Rose relut la lettre et dit: «C'est vrai, c'est un oubli, ou plutôt on a pensé que c'était inutile. Dès l'instant qu'on invite mon père, c'est que l'on nous invite toutes deux.
—Mais, dit Geneviève, c'est la première invitation que nous recevons ainsi.
—Je t'assure, reprit Rose, qu'il n'y a pas le moindre inconvénient, et ces gens-là sont trop heureux d'avoir dans leur bal une jolie fille comme toi, pour t'oublier volontairement. D'ailleurs, crois-tu que l'on invite mon père pour le plaisir qu'il apporte personnellement dans une maison, lorsqu'il joue aux cartes, ou lorsqu'il s'endort dans quelque petit salon écarté?
—C'est égal, reprit Geneviève, je ne dois pas y aller.»
Il s'éleva alors à ce sujet, entre les deux cousines, la discussion la plus savante qui se puisse imaginer. Modeste prit la parole, et pensa que Geneviève n'était pas engagée et qu'il ne fallait pas avoir l'air de se jeter à la tête des gens et d'aller chez eux malgré eux. On convint qu'on reprendrait la discussion à dîner devant M. Chaumier et devant Albert. M. Chaumier décida que Geneviève devait venir; mais Albert répondit froidement qu'à la place de sa cousine, il ne considérerait que le plaisir qu'il attendrait de la soirée, et que, si elle pensait bien s'amuser, elle ferait bien d'y aller. Certes, si Albert eût un peu pressé Geneviève, toute considération eût disparu à ses yeux, et elle se fût laissé entraîner par le plaisir de passer la soirée avec lui, et d'en être priée. Mais il ne parut mettre aucun intérêt à sa résolution. Geneviève alors laissa décider qu'elle irait au bal; mais, le mardi matin, elle se plaignit d'être malade et elle resta à la maison.
On ne saurait dire avec quel serrement de cœur elle assista à la toilette de sa cousine. Rose était ravissante, ses pieds touchaient à peine la terre; à sa beauté ordinaire se joignait la beauté que donne le bonheur. Elle partit avec son père; Albert les accompagnait. Il dit à Geneviève: «Tu as tort de ne pas venir.» S'il avait dit un mot de plus, Geneviève eût été si vite habillée et sitôt prête! Mais il lui donna un baiser sur le front et offrit le bras à Rose pour descendre l'escalier.

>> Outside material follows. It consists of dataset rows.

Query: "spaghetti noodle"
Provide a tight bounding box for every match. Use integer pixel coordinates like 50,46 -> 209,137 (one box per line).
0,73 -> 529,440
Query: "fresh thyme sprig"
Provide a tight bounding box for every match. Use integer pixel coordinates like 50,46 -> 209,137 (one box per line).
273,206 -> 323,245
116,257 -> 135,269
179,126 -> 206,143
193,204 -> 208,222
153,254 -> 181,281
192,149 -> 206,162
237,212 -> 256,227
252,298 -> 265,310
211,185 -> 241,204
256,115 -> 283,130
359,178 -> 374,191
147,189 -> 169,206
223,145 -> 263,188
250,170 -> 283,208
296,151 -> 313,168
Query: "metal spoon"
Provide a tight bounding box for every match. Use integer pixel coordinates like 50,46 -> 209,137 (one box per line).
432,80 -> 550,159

Geneviève alors prêta l'oreille; elle entendit s'abattre et se relever le marchepied de la voiture. Il était encore possible qu'Albert remontât et lui dît: «Geneviève, habille-toi et viens avec nous.» Mais la voiture partit; la porte cochère cria sur ses gonds et se referma. Puis on entendit la voiture rouler, et le bruit se perdit dans tous les autres bruits.
Alors Geneviève se prit à rappeler tout ce qui pouvait augmenter sa douleur. Elle se représenta à elle-même, pauvre fille, sans mère pour la consoler et pour la conseiller. Il était évident qu'Albert ne l'aimait pas. Elle ne voyait presque pas Léon, qui, de son côté, ne paraissait pas heureux. Oh! s'il avait été là, comme elle aurait été consolée de tout lui dire! Ce n'était qu'à lui qu'elle pouvait parler des impertinences de Modeste Rolland, et de ses regrets pour sa mère. Mais, pas même à lui, elle n'aurait osé parler de son amour pour Albert.